- 53°25′08″N 8°54′29″W﻿ / ﻿53.418843°N 8.908063°W
- Type: ringfort
- Periods: Early Christian Ireland
- Associated with: Gaelic Irish
- Location: Kilcahill,Annaghdown, County Galway, Ireland

History
- Built: 6th–12th century

Site notes
- Material: earth
- Elevation: 40 m (130 ft)
- Area: 0.26 ha (0.64 acres)
- Diameter: 56 m (184 ft)
- Owner: State
- Public access: yes

National monument of Ireland
- Official name: Caheravoley
- Reference no.: 369

= Caheravoley Fort =

Ringfort in County Galway, Ireland

Caheravoley Fort is a ringfort (rath) and bawn forming a national monument located in County Galway, Ireland.

==Location==
Caheravoley lies 3.6 km southwest of Corofin, County Galway in the townland of Kilcahill in Annaghdown Parish. It is situated west of the River Clare.

==History==
Caheravoley was built in the early Christian era.
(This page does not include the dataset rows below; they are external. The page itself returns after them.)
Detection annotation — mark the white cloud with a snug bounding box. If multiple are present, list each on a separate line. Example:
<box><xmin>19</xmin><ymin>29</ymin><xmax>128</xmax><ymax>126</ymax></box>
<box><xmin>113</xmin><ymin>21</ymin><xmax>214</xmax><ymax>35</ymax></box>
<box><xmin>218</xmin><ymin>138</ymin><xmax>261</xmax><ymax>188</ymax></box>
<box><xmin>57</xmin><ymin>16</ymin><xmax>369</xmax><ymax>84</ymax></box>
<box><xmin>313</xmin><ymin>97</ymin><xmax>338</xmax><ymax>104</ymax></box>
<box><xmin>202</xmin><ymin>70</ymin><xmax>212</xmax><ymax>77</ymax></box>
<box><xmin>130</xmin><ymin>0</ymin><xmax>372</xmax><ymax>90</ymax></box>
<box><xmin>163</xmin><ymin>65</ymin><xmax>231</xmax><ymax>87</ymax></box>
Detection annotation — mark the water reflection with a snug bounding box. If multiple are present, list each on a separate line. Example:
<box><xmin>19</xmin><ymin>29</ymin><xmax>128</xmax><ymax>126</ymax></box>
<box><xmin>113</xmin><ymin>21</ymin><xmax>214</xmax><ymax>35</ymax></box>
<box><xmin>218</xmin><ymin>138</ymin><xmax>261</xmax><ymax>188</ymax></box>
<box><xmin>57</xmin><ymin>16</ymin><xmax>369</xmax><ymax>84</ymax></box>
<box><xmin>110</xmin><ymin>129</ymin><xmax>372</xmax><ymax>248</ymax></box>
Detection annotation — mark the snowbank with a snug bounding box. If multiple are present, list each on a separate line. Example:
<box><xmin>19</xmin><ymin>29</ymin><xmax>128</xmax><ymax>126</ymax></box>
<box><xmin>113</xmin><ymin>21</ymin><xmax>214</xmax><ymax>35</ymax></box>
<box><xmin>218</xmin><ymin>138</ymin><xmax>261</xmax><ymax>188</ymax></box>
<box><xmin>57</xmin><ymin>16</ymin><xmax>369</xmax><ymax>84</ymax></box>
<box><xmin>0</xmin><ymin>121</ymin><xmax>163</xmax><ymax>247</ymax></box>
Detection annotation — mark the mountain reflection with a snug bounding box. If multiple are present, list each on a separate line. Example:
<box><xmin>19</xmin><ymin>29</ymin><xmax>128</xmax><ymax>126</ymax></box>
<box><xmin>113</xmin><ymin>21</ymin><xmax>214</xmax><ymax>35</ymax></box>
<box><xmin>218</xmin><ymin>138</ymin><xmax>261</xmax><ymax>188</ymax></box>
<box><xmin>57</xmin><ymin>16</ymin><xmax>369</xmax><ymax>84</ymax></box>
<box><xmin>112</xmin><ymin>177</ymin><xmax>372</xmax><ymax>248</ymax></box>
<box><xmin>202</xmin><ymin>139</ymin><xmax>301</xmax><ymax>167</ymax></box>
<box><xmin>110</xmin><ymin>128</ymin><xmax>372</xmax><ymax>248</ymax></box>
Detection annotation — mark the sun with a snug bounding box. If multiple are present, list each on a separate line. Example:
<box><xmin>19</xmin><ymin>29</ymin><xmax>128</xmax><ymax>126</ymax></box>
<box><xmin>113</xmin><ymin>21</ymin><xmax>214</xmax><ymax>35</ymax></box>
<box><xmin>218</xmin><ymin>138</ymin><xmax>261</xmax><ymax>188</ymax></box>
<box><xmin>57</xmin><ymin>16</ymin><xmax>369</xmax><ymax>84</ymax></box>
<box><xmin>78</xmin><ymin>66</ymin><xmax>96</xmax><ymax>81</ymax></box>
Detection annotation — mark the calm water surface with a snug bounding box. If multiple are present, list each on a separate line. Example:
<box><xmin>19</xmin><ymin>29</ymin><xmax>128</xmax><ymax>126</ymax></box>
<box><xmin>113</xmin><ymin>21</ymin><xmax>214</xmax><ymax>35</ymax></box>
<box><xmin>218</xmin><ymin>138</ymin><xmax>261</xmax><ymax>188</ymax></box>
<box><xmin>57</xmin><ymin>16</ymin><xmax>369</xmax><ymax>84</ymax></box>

It was used as a protected farmstead, as indicated by the name: cathair dhá bhuaile, "circular fort of two milking-places." Cattle were grazed on the surrounding land, then brought into the fort for milking and to protect from thieves.

==Description==
A round ringfort with protective ditch and souterrain, with an entrance in the north end.